In GRHL2, variants were only predicted to have a mild effect on protein structure and were not located near known pathogenic variants (Supplementary Fig. 4B).
For P4HTM, rs140290144 is predicted to be moderately destabilizing (Supplementary Fig. 4C). It substitutes a valine for a buried isoleucine (Ile227) between two calcium binding sites; potential disruption of these calcium binding sites can result in loss of function. Similarly, rs144279528 occurs in the Fe-dependent 2-OG dioxygenase domain close to an iron binding residue. Substitution of asparagine from the wildtype aspartic acid (Asp386) could have an impact on iron binding by introducing a glycosylation (due to location on protein surface) or disruption of hydrogen bonding.
Of particular interest in the protein modeling was that of usherin (USH2A), the known retinitis pigmentosa gene. Five variants were predicted to be highly destabilizing, particularly rs554957414 with a ΔΔG value of 99.19 kcal/mol). Three of these variants, including rs554957414 (Pro2329), result in the loss of proline and the loss of that ring structure could cause an increase in conformational flexibility and account for such high destabilization predictions (Supplementary Fig. 5). Further, a mutation at rs201527662 (Cys934) results in the replacement of cysteine with tryptophan and will disrupt a disulfide bond between two cysteines.
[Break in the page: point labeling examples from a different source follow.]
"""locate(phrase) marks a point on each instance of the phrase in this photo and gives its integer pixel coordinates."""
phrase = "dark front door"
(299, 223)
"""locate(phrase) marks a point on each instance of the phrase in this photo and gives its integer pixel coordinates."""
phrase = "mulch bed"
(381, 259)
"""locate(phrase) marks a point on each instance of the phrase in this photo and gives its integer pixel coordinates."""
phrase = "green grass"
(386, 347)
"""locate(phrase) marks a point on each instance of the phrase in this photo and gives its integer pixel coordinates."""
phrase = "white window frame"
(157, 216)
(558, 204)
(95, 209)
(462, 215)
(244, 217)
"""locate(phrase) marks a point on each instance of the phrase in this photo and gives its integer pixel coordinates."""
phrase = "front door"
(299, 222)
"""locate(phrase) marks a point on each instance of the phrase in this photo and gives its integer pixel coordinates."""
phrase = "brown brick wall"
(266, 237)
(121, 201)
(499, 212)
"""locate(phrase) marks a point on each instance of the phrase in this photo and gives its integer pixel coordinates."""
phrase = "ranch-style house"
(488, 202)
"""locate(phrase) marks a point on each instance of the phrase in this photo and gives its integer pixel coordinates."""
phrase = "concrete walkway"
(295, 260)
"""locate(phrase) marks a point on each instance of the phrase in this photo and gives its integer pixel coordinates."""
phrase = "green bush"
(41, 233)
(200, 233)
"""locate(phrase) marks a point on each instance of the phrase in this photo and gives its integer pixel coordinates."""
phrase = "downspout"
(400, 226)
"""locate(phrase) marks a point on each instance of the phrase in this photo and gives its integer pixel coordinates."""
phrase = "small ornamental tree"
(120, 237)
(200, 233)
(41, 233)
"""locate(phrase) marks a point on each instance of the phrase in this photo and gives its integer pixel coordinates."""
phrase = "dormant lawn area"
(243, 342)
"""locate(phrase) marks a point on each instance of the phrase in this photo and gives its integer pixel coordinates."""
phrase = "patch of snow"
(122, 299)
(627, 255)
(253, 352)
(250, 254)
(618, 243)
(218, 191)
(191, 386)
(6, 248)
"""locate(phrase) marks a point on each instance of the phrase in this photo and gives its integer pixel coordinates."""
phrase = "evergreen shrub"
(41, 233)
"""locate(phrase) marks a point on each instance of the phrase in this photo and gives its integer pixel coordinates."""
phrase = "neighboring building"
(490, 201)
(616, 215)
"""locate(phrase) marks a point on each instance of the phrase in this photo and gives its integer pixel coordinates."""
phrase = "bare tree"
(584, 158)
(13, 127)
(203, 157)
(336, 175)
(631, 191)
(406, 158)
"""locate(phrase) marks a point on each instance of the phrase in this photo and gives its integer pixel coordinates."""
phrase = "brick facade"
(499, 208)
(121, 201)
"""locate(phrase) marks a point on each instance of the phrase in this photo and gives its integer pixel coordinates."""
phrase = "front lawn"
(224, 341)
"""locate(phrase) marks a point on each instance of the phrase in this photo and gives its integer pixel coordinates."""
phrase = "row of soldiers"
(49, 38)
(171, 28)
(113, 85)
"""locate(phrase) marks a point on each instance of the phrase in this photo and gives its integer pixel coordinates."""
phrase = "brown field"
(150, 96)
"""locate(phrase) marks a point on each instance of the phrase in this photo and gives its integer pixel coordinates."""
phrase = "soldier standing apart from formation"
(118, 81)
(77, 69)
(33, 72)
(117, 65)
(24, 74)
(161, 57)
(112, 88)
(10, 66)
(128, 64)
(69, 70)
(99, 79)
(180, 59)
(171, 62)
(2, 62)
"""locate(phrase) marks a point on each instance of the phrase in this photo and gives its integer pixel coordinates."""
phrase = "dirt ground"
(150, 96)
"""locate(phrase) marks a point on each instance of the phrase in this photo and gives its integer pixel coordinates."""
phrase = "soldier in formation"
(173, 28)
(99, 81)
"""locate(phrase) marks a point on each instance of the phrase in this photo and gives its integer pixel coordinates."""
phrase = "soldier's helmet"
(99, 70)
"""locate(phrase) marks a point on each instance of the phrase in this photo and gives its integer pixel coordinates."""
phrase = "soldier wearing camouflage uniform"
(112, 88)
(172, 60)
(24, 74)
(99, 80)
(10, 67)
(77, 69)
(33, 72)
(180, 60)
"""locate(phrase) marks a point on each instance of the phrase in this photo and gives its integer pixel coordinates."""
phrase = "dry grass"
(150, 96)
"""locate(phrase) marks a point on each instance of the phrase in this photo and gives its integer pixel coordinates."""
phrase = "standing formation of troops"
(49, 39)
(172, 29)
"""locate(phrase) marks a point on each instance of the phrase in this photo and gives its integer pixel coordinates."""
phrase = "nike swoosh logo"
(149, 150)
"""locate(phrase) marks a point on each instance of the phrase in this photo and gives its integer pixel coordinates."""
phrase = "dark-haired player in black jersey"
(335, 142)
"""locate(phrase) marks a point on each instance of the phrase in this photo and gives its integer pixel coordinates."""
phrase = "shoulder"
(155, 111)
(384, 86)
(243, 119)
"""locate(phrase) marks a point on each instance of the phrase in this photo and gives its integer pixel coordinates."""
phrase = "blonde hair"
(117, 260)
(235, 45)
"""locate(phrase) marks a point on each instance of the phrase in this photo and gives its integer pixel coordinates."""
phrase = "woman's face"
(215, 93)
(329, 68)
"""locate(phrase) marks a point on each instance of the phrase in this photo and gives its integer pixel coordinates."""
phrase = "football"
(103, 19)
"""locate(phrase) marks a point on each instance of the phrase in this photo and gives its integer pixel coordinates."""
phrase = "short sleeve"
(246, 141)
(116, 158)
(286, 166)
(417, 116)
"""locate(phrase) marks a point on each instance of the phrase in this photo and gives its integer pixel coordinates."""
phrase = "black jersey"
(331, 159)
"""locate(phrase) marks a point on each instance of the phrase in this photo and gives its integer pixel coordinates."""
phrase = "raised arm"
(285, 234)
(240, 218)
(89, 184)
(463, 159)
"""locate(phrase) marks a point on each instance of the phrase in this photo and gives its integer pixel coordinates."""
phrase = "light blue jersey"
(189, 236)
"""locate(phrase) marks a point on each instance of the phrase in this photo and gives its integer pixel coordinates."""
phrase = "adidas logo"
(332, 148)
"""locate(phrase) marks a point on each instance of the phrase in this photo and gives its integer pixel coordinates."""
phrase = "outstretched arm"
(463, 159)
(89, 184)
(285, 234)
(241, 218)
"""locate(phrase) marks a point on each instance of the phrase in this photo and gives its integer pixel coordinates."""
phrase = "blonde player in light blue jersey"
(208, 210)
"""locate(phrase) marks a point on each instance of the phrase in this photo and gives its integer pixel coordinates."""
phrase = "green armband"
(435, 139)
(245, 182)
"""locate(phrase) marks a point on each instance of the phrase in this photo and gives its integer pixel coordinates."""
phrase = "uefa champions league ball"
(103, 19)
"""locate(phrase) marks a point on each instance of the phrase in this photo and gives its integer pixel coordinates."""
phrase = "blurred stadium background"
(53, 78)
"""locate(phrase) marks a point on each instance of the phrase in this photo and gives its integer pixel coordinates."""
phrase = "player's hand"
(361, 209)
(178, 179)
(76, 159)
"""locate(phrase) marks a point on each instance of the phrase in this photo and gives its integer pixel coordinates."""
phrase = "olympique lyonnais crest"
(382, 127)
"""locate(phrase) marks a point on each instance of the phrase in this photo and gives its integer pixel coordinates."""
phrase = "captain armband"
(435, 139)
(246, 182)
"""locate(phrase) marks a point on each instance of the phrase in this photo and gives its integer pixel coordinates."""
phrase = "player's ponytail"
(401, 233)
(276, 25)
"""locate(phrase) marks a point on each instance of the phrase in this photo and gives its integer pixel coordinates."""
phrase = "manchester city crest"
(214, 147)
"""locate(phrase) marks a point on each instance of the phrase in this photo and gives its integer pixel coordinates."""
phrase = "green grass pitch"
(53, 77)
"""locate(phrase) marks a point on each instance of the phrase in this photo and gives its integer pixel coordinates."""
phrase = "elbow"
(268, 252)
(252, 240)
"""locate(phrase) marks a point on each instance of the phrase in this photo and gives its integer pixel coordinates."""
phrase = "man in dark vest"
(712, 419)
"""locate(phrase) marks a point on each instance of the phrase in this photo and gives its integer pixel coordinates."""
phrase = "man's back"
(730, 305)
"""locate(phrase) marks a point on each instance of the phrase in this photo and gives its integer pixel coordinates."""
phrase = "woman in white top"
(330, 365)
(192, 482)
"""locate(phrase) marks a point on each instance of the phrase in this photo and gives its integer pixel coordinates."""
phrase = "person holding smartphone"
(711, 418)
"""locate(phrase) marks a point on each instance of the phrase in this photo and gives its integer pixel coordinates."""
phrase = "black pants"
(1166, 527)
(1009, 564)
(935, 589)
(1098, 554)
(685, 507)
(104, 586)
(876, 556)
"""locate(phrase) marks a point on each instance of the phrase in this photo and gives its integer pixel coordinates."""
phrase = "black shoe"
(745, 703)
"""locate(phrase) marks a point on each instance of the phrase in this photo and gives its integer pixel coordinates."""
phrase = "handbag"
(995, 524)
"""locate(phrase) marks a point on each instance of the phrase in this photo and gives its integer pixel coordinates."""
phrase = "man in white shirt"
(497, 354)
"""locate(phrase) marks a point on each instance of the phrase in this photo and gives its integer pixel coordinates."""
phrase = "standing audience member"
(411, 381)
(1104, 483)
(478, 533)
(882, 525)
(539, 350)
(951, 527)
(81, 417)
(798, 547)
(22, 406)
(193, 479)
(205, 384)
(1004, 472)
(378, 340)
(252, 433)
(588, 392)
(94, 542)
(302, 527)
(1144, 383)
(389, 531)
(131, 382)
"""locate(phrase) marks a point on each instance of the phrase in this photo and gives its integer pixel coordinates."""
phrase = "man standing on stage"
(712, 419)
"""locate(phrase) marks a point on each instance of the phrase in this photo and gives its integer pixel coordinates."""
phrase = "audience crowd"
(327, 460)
We also compared the ΔΔG of these five candidate variants with the ΔΔG of all USH2A ClinVar (n = 63) and gnomAD (n = 1870) variants using the Wilcoxon rank sum test. A significant difference between the ClinVar variants and gnomAD variants was found (P = 0.0008) and the ΔΔG values of our candidate variants was much more similar to the known pathogenic variants than the putatively benign GnomAD variants (Supplementary Fig. 6).
Potential Causal Variants in Other Genome-wide Significant Genes
We also identified variants within the other 122 genome-wide significant genes that had a high potential to be damaging. This included 25 variants across the five cohorts; the results are found in Supplementary Table 31. Like our prioritized genes, we also performed protein modeling on these variants (Supplementary Table 32).
Notable findings from the structural analysis include a valine to phenylalanine substitution (Val105) that would disrupt a helix in ALG3, which has been implicated in congenital disorders of glycosylation that have ocular phenotypes85 (Supplementary Fig. 7A). We also identified multiple glycine substitutions in TNFRSF13B in areas associated with heparan sulfate – glycosaminoglycan biosynthesis; heparan sulfate has been shown to play a role in eye pathologies86 (Supplementary Fig. 7B).